カートリッジBの装置本体Aからの取り外しは、上記の装着の手順と逆である。図2において、カバー7を開いてカートリッジBを右上方へ引き出すと、カートリッジBは前述のガイドレールに導かれて装置本体Aの外へ出る。
図3において、9はドラムシャッタであり、カートリッジBが装置本体Aから取り出されているときは、感光体下面を覆う閉じ位置に移動していて、感光体下面を防護している。カートリッジBの装置本体Aに対する挿入移動過程において、開き位置に移動される。また、10は露光部シャッタであり、カートリッジBが装置本体Aから取り出されているときは、露光開口部8を閉鎖する閉じ位置に移動している。カートリッジBの装置本体Aに対する挿入移動過程において、開き位置に移動して、露光開口部8が開かれる。
プリント動作を説明する。感光体1は駆動手段(不図示)により矢印aの時計方向に所定の周速度で回転駆動される。

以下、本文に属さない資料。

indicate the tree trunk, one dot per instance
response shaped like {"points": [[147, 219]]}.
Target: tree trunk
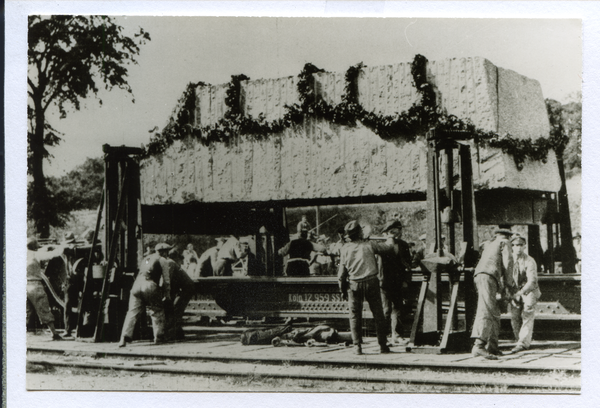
{"points": [[566, 235], [39, 192]]}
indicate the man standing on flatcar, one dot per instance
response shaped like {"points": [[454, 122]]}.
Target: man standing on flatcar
{"points": [[358, 280], [182, 290], [299, 251], [230, 253], [147, 293], [394, 277], [522, 306], [493, 274]]}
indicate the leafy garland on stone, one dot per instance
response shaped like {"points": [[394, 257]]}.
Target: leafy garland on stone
{"points": [[419, 118]]}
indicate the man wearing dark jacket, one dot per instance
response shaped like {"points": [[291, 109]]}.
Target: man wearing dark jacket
{"points": [[394, 277], [358, 280]]}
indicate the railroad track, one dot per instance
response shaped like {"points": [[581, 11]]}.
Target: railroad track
{"points": [[506, 379]]}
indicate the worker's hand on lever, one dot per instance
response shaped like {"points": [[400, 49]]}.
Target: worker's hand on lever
{"points": [[168, 304], [344, 289]]}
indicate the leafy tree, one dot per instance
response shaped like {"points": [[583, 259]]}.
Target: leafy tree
{"points": [[80, 189], [68, 57], [571, 120]]}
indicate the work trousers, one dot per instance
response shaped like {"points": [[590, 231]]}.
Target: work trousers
{"points": [[182, 290], [71, 305], [37, 301], [486, 328], [391, 299], [145, 293], [522, 319], [223, 267], [358, 292]]}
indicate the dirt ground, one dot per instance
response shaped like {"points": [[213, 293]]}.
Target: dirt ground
{"points": [[43, 377]]}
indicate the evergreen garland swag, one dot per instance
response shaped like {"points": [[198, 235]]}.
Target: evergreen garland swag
{"points": [[420, 117]]}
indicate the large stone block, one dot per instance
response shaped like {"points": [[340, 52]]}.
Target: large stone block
{"points": [[322, 160]]}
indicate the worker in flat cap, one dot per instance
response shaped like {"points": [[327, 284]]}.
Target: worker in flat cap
{"points": [[37, 300], [299, 250], [207, 263], [151, 289], [182, 290], [358, 277], [577, 247], [522, 306], [493, 274], [231, 252], [394, 277]]}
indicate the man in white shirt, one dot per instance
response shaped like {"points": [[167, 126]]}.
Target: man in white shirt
{"points": [[522, 306], [36, 295]]}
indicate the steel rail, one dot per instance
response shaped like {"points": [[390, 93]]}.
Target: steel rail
{"points": [[314, 361], [154, 368]]}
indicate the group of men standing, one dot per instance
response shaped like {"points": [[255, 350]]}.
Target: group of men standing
{"points": [[361, 278], [504, 273], [164, 289]]}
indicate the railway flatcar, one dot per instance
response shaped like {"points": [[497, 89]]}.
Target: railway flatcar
{"points": [[468, 141]]}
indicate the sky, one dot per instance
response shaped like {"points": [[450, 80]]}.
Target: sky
{"points": [[211, 49]]}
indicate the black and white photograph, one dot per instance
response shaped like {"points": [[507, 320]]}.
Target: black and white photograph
{"points": [[224, 202]]}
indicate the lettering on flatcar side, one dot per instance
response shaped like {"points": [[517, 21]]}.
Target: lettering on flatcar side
{"points": [[314, 297]]}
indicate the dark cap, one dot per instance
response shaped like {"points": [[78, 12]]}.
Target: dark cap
{"points": [[392, 224], [353, 229], [503, 231], [518, 238], [32, 244], [69, 238], [162, 247]]}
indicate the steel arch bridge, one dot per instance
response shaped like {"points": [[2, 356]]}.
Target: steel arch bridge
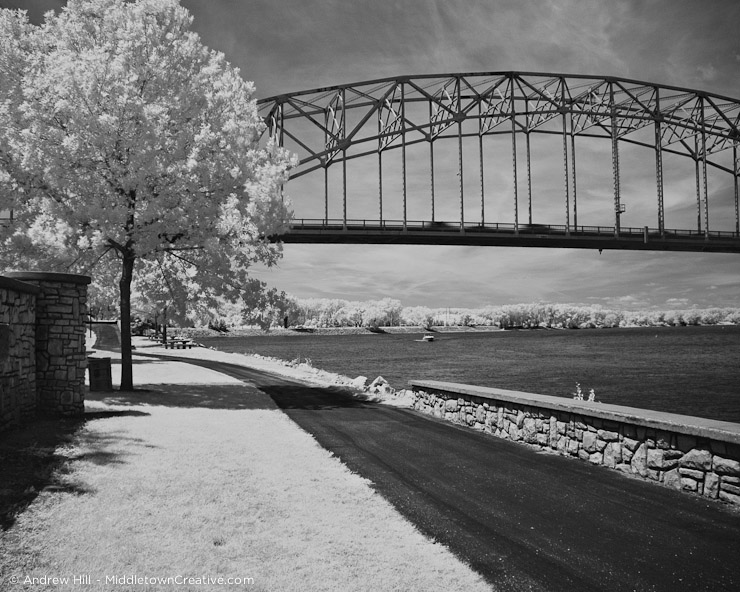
{"points": [[491, 159]]}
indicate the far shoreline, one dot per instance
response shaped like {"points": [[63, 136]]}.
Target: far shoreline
{"points": [[194, 333]]}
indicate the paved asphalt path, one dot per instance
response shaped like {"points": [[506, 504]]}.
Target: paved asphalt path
{"points": [[525, 520]]}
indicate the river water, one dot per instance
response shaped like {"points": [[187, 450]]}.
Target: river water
{"points": [[686, 370]]}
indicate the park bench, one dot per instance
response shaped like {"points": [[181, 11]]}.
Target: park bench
{"points": [[179, 343]]}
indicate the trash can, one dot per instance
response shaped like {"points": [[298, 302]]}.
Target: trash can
{"points": [[100, 376]]}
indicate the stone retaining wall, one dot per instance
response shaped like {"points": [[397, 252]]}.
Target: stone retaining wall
{"points": [[45, 368], [692, 454]]}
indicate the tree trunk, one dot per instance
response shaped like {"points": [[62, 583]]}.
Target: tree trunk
{"points": [[127, 274]]}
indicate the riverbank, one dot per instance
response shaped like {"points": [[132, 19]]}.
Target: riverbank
{"points": [[194, 333], [687, 370], [196, 476]]}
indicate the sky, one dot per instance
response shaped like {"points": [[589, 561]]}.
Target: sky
{"points": [[292, 45]]}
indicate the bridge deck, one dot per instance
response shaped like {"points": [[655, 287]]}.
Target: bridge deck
{"points": [[499, 234]]}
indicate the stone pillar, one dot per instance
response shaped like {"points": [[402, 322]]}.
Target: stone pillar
{"points": [[61, 361], [18, 399]]}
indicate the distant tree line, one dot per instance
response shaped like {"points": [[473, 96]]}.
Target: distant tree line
{"points": [[388, 312]]}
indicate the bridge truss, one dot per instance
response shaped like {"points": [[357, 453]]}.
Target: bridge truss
{"points": [[331, 127]]}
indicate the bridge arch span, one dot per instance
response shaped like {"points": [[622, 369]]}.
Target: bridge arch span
{"points": [[534, 159]]}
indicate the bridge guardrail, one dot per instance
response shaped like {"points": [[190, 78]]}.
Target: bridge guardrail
{"points": [[505, 227]]}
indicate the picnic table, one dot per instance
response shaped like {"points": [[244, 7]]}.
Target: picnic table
{"points": [[179, 343]]}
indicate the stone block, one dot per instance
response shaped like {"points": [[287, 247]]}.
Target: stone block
{"points": [[529, 430], [480, 414], [685, 443], [672, 479], [729, 488], [729, 497], [590, 442], [718, 447], [658, 458], [689, 484], [639, 460], [663, 439], [630, 443], [612, 454], [726, 466], [608, 436], [698, 458], [711, 485], [693, 473]]}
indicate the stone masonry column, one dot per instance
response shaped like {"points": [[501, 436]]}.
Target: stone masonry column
{"points": [[61, 361]]}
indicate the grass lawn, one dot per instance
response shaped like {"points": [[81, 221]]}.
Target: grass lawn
{"points": [[207, 482]]}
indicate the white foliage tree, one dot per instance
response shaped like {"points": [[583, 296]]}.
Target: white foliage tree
{"points": [[122, 134]]}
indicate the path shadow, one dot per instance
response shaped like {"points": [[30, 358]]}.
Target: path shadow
{"points": [[35, 457], [314, 398], [189, 396]]}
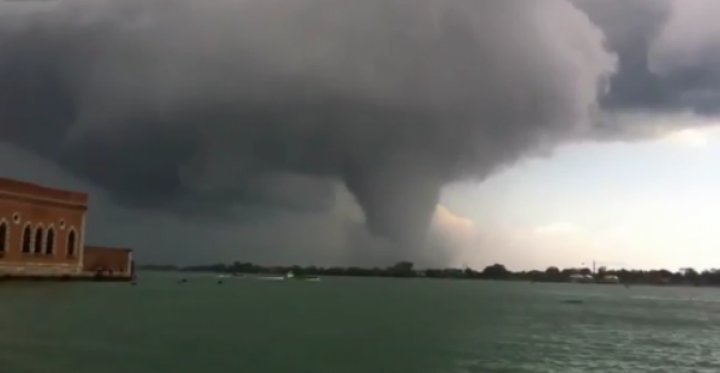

その感光体1の外周面が、高圧電源S1から所定の帯電バイアスが印加された帯電ローラ2により、所定の極性・電位に帯電される。本実施例において、帯電ローラ2に印加される帯電バイアスは、感光体1の帯電開始電圧の2倍以上のピーク間電圧VP−PPを有するAC成分VP−ACとDC成分VP−DCとの重畳電圧(VP−AC+VP−DC)である。これにより、回転駆動されている像形成担持体112の外周面が、AC印加方式で、DC成分VP−DCの電位に均一に接触帯電処理される。本実施例においては、感光体1の外周面を、負の所定電位に均一に帯電させている。
その感光体1の均一帯電面に対して、スキャナー3により走査露光がなされて画像情報に対応した静電潜像が形成される。スキャナー3は、半導体レーザー・ポリゴンミラー・F−θレンズを有してなり、ホストコンピュータ100から制御部101へ入力された画像情報107の時系列電気デジタル画素信号に対応して変調(ON/OFF変換)されたレーザー光Lを出力する。そのレーザー光Lがミラー3aを介してカートリッジ上面の露光窓部8からカートリッジ内に入光して、感光体面が走査露光される。レーザー光が照射された感光体面部分(露光明部)の電位が減衰して画像情報に対応した静電潜像が感光体面に形成される。
その静電潜像は、現像装置4によってトナー像として現像される。現像方法としては、ジャンピング現像法、2成分現像法等が用いられる。プリンタにおいては、イメージ露光と反転現像との組み合わせで用いられることが多い。本実施例では、画像情報部を露光するイメージ露光により静電潜像を形成し、その静電潜像を現像剤Tとして負帯電性磁性一成分トナー(ネガトナー)を用いたジャンピング現像方式の現像装置により反転現像している。現像ローラ41には、高圧電源S2から現像バイアスとして、ピーク間電圧VD−PPを有するAC成分VD−ACとDC成分VD−DCとの重畳電圧(VD−AC+VD−DC)が印加される。この現像装置4については、次の(2)項で詳述する。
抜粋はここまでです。